It was early morning when we got back to Norton, -our home station, I decided
to finish the job; it was almost too easy. While finishing up our duties prior
to going home, the Operations Officer walked up to us enlisted crewmembers and
asked how it had gone. It was almost like he already knew, but wanted me to say
it, because he sure seemed to be very interested in me and me and my young
assistant. I couldn't hold it anymore, so I said to him, "I need to talk to you
in your office."
As soon as we walked in, he asked what the problem was and I told him. I went
into great detail about the pilot's actions and how I responded to them. I
thought I could detect a hint of a smile, but he just nodded and said that he'd
take care of it without delay. He also told me that this pilot had been known
to do this kind of thing from time to time. He said that he was impressed with
the way I handled it. He liked my ingenuity and daring, since not too many
people would've handled it the same way. He thanked me for my input, and now it
was time to go and finish the job.
I walked out of his office and he followed me out to the hallway and in a
fairly loud voice called the pilot into his office. We all knew what was to
follow, some good old-fashioned butt chewing; we were not disappointed.
The building was at the end of one of the hangars and the hallway went forever,
it seemed like. The ceilings were very tall, but the walls were no higher than
the ones in the average house; that left a lot of room for sound to travel, and
travel it did. We all got an earful of the one sided conversation. The pilot
could only say, "Yes, sir." " No, sir." "I am sorry, sir." "It won't happen
again, sir.""
As soon as the Operations Officer finished with him, the Squadron Commander,
Lt. Colonel Bailey took over. Man, this man could do some butt chewing, he was
a real pro at it; we all enjoyed the show. I left before the whole thing was
over and went home.
I don't know if he ever ate anyone else's meal again, but if he did, I never
heard about it. Our paths never crossed again and I never missed him anyway.
I must add in closing, that this was an extremely rare incident.
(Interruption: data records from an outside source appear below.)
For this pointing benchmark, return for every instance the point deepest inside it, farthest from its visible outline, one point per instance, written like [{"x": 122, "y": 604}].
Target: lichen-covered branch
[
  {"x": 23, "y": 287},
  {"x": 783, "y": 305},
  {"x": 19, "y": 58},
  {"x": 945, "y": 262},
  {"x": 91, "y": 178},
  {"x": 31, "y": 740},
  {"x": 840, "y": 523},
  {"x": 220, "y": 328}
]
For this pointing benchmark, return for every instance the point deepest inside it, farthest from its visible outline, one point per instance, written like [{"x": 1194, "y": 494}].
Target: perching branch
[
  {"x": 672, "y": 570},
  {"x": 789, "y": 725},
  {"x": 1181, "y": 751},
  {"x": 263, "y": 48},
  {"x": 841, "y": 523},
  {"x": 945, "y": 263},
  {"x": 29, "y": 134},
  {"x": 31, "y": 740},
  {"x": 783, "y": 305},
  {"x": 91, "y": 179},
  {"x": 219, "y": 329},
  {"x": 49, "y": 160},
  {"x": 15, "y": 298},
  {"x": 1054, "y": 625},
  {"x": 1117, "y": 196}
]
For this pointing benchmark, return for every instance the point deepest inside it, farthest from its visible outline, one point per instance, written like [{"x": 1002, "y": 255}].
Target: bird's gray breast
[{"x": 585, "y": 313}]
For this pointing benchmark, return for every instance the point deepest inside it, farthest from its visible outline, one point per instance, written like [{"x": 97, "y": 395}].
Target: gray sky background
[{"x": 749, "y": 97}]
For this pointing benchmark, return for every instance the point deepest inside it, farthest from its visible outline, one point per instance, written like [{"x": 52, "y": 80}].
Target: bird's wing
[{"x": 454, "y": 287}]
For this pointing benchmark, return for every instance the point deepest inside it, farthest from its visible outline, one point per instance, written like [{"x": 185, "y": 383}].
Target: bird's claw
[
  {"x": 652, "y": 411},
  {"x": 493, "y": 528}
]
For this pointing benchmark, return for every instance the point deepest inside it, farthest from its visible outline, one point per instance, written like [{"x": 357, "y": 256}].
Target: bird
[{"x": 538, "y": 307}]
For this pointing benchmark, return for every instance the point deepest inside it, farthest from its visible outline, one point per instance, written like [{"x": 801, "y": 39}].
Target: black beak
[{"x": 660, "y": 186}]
For the most
part, the officers that I had the pleasure to work with, both on the ground and
in the air were outstanding individuals. I had the distinct pleasure to serve
with some of the finest officers and enlisted personnel that I could've asked
for.
My assignment to the 14th MAS, (Military Airlift Squadron) at
Norton, was one of my most enjoyable assignments. It was a class organization
and didn't have too many people like the one mentioned in this story. This
anecdote is true, as are all the facts. Some of the names involved escape me,
after all, it has been thirty years plus, and names and faces do get clouded by
Father Time. However, the facts remain vividly engraved in my memory bank.
Eddie
While we are on the subject of box lunches, check out Chris
Behren's great pages at this link:
Box
Nasties
There's a bunch of pictures of lunches from all over the world.
Here's a couple of Letters to the Editor from Airman magazine, February
2001. To read the original article that inspired these two letters see Booms Know What's Cookin, October '00.
Dear AIRMAN:
IT WAS VERY BRAVE of Senior Airman Martin to call his flight meal a 'box
nasty'.
He may want to make a close inspection of his next flight meal. I find it
unfortunate 'services bashing' is so popular this magazine would actually think
it's OK to print such comments. It's hard enough to motivate and retain quality
services airmen without them reading derogatory comments about the job they do
in a magazine that should be supportive of all Air Force members. While
'Airman' may not share Martin's views on the quality of meals provided,
printing his comment was unnecessary and added nothing to the article. You
could have said he preferred his cooking to the flight meals. I hope you
exercise a little editorial license next time, and Martin learns to respect and
appreciate the people who work hard to support him.
Tech. Sgt. Don Bowles
Kadena Air Base, Japan
Dear AIRMAN:
I WAS PLEASED to see boom operators are being creative at 32,000 feet with
their ovens. However, some of my staff and I were slightly tweaked at the
article, which could have just focused on the creativity of two aircrew members
baking sweet rolls on long flights, but instead chose to play the 'box nasty'
card. Wouldn't it have been easier to refer to your high-flying cooking skills
as an alternative or supplement to the great flight meals from the food service
folks at Fairchild Air Force Base? This might seem frivolous, but frankly, when
you perpetuate terms like 'chow hall' and 'bag-nasty,' it shows no respect for
the services professionals who bust their tails to make sure you don't go
hungry. If the meals are really that bad, then it might be worth a visit to the
flight kitchen manager with some ideas for improvement.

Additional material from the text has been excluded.